Les élus locaux, ceux qui ont la gestion de la ville, découvrent, eux, de plus en plus la nécessité d'un immense pragmatisme en la matière car le citoyen ne sait pas forcément ce qu'il veut, et se méfie de plus en plus du progrès technique. Nils Aziosmanoff est au centre de l'évolution de la ville intelligente : à Issy-les-Moulineaux, ville leader de la smart city en Île-de-France, il dirige le Cube, le Centre national d'arts numériques, et est responsable du programme Smart City +, une plate-forme numérique de services d'hyperproximité très novatrice. Sa position lui permet de bien sentir l'évolution :

« Les élus locaux sont en première ligne, confrontés à des situations sociales de plus en plus difficiles et savent désormais que la révolution numérique de la ville doit d'abord avoir une utilité sociale. Autrement, c'est la désillusion programmée car les gens se méfient des "entourloupes" du numérique : de la productivité mais pas d'emplois ! Je suis sûr qu'il faut aller à l'encontre des plates-formes globales mondiales qui standardisent, contrôlent et féodalisent les collectivités. Il faut développer des plates-formes d'utilité sociale qui favorisent l'autonomisation, renforcent le lien social et stimulent l'économie hyperlocale, l'économie collaborative. C'est cela l'avenir de la smart city. »

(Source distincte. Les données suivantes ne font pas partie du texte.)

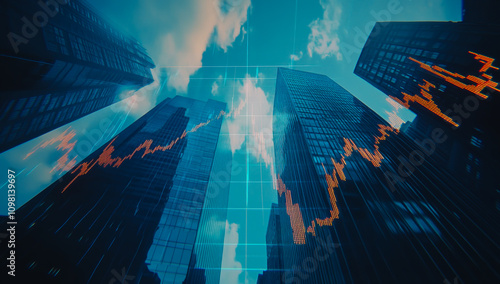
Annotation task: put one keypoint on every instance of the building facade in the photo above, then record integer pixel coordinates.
(174, 242)
(129, 211)
(358, 205)
(60, 60)
(447, 74)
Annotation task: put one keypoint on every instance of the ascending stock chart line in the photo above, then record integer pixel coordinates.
(470, 83)
(332, 180)
(105, 159)
(64, 144)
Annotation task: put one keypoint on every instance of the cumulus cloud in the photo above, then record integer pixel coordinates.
(231, 269)
(324, 39)
(252, 122)
(215, 85)
(137, 103)
(294, 57)
(179, 32)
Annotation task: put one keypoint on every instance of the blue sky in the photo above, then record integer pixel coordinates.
(229, 50)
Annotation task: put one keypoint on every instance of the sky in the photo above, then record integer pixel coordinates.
(229, 50)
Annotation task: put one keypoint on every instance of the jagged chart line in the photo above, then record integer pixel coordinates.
(293, 210)
(105, 159)
(65, 144)
(425, 99)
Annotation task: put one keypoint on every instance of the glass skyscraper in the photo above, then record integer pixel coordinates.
(173, 244)
(131, 210)
(447, 74)
(360, 202)
(60, 61)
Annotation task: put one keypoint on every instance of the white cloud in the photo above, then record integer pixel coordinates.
(324, 39)
(137, 103)
(232, 15)
(179, 32)
(231, 269)
(294, 57)
(215, 85)
(253, 122)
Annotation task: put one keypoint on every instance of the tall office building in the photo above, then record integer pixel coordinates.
(274, 272)
(209, 245)
(447, 74)
(174, 242)
(481, 11)
(60, 61)
(131, 210)
(362, 203)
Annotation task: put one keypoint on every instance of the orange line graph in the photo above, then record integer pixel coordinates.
(105, 159)
(478, 85)
(332, 180)
(65, 144)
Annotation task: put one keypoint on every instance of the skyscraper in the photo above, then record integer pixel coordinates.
(274, 271)
(360, 202)
(447, 74)
(209, 245)
(174, 242)
(60, 61)
(121, 211)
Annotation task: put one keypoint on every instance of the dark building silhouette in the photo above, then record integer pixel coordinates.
(360, 202)
(209, 245)
(174, 242)
(60, 61)
(447, 74)
(130, 211)
(481, 11)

La ville participative et ses réseaux d'utilité sociale, les Américains, les Britanniques et les Scandinaves la mettent déjà en place. Gérard Collomb voit par exemple beaucoup Denis Coderre : son homologue de Montréal a été élu sur un programme exclusivement smart city avec l'ouverture quasiment totale des données et l'accès universel à l'Internet sans fil. Mais tout se fait en participation : Ahuntsic-Cartierville, le plus grand quartier durable et intelligent de la ville, a ainsi été construit depuis 2008 avec la démocratie participative et sur les apports des comités de citoyens.

Gilles Babinet constate de son côté que dans les pays scandinaves, « où le citoyen a toujours été au coeur de la décision publique, cela ne pose aucun problème que ce soient les citoyens qui décident, par exemple, du pourquoi et du comment de l'implantation des crèches. La ville intelligente et l'ouverture des données sont les moyens de réconcilier les citoyens avec la vie politique. C'est très laborieux en France. Mais les politiques doivent dépasser le débat paléolithique sur l'ouverture des données ou pas et se servir de l'innovation technologique pour organiser le débat citoyen. La technologie ça sert à ça, et c'est la condition d'une vraie ville intelligente ».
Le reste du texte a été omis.